The main reason for a higher load of harmful mutations in populations established further away from Africa is that natural selection is not very powerful in small populations: deleterious mutations were purged less efficiently in small pioneer tribes than in larger populations. In addition, selection had less time to act in populations that had broken away from their African homeland and thus settled far later.

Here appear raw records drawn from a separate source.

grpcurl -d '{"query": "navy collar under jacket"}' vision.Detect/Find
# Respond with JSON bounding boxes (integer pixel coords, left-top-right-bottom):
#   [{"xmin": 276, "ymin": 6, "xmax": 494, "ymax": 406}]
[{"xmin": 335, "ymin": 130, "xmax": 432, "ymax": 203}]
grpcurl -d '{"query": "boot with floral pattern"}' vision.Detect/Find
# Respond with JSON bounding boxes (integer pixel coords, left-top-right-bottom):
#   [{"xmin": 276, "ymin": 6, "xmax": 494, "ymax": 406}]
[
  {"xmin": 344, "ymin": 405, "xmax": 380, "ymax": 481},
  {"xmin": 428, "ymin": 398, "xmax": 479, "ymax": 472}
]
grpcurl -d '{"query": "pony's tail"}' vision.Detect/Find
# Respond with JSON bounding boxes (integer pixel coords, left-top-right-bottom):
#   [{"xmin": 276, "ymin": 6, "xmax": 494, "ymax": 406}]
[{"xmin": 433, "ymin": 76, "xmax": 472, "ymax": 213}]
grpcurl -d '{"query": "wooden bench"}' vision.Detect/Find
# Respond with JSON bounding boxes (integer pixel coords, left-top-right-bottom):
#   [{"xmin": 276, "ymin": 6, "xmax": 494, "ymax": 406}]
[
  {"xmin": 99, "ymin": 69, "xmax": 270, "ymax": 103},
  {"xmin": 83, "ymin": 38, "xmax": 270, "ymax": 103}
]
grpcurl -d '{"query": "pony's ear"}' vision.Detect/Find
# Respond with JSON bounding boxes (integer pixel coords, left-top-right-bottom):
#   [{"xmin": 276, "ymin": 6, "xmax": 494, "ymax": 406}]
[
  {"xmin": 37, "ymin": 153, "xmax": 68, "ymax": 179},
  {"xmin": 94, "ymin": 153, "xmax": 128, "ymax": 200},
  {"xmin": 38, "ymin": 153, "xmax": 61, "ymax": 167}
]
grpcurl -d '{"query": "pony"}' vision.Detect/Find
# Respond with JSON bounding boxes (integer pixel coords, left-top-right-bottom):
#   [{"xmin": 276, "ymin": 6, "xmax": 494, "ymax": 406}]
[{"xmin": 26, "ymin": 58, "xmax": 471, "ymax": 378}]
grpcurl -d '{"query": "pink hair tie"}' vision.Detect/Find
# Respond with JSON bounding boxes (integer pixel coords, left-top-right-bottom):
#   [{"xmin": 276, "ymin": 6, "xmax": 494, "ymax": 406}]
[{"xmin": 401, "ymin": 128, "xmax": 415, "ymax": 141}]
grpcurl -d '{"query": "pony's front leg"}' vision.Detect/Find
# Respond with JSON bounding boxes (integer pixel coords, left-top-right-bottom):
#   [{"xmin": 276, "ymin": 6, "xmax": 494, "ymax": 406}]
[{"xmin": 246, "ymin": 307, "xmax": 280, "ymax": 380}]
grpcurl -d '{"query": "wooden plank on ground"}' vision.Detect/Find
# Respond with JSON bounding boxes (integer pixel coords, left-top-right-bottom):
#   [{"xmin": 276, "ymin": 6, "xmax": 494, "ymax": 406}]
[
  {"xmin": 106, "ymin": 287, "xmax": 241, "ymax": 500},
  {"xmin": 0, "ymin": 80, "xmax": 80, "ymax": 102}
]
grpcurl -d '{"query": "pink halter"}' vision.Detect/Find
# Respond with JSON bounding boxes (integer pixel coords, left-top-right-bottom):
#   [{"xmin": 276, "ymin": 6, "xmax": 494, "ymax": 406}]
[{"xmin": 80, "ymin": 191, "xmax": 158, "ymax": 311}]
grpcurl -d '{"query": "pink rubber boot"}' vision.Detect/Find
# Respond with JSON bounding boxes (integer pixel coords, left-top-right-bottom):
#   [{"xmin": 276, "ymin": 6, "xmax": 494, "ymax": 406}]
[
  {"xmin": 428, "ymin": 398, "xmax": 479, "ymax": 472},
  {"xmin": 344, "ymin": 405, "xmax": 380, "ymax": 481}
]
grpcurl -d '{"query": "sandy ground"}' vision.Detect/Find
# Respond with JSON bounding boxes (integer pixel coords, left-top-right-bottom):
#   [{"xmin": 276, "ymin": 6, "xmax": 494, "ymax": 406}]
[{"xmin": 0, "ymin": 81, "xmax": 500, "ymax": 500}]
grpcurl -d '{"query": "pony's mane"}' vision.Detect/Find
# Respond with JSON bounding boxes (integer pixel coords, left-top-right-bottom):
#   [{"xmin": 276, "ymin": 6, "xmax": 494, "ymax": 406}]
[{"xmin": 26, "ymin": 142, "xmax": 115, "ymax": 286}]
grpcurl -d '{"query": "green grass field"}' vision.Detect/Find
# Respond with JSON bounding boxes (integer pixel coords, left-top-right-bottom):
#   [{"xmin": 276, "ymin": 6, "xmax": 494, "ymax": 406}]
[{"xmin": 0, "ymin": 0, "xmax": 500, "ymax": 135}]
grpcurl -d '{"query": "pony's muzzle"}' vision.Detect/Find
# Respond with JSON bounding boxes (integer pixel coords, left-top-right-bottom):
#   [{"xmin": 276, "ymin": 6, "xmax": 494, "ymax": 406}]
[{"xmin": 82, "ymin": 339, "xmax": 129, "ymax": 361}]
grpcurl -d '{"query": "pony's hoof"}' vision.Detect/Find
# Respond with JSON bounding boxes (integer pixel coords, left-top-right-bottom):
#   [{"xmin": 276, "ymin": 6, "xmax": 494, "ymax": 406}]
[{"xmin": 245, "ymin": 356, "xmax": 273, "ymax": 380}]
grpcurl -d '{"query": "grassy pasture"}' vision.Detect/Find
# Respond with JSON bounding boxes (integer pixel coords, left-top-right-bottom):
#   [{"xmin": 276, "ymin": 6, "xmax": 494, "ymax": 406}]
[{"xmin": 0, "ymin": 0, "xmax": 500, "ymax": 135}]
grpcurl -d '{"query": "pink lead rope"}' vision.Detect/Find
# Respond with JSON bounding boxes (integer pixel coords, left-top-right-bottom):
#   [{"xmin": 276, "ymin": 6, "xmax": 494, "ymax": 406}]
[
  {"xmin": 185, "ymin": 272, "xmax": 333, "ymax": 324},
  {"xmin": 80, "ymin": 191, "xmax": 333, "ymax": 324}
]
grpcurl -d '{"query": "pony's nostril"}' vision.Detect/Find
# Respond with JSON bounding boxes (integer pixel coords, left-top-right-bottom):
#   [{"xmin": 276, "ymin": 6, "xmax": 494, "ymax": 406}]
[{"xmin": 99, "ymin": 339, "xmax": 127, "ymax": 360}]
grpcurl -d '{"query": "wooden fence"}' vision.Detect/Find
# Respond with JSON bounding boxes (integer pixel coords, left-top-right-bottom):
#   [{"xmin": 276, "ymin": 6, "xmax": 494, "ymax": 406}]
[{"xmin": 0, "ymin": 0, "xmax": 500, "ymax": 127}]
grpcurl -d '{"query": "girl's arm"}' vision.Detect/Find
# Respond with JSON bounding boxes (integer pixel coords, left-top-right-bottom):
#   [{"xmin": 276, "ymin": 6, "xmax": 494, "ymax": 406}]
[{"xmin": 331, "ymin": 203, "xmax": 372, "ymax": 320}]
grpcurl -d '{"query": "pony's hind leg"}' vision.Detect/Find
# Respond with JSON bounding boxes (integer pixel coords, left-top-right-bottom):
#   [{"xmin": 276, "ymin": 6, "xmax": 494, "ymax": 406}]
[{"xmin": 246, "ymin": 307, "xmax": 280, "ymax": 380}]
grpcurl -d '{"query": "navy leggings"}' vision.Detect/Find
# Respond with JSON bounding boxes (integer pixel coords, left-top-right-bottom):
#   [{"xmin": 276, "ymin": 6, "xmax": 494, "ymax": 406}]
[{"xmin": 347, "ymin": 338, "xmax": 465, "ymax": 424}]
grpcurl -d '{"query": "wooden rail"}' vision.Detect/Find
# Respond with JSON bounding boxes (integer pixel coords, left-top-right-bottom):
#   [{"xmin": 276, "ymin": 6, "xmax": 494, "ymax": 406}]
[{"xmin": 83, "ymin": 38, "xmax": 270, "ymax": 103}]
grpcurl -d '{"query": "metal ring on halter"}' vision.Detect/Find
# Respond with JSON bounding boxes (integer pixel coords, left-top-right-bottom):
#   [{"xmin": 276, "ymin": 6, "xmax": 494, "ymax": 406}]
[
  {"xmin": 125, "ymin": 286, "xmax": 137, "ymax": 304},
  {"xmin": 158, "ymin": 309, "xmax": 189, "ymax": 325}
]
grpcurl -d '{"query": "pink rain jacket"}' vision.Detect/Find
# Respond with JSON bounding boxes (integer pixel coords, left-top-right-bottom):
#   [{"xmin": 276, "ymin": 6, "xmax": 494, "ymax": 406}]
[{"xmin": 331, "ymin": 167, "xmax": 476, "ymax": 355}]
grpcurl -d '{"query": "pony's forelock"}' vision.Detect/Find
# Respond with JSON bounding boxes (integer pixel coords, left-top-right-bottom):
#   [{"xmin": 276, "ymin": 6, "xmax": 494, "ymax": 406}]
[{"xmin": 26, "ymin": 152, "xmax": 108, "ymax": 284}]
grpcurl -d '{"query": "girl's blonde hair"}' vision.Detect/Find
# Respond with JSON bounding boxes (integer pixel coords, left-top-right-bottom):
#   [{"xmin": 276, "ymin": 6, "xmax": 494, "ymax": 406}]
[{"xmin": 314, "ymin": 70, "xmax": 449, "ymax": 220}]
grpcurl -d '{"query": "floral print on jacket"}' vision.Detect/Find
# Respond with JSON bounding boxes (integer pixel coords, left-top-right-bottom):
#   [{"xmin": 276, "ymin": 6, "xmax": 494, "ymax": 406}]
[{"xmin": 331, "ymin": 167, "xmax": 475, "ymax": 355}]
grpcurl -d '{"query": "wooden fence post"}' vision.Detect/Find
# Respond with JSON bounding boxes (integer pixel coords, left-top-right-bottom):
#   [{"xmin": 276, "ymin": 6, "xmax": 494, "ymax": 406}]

“We find that mildly deleterious mutations have evolved as if they were neutral during the out-of-Africa expansion, which lasted probably for more than a thousand generations. Contrastingly, very harmful mutations are found at similar frequencies in all individuals of the world, as if there was a maximum threshold any individual can stand,” says Stephan Peischl, a SIB member from Bern, and one of the main authors of the study.
“It’s quite amazing that 50 thousand year-old migrations still leave a mark on current human genetic diversity, but to be able to see this you need a huge amount of data in many populations from different continents. Only 5 years ago, this would not have been possible,” concludes Laurent Excoffier.
These results were recently published in the Proceedings of the National Academy of Sciences: Distance from sub-Saharan Africa predicts mutational load in diverse human genomes.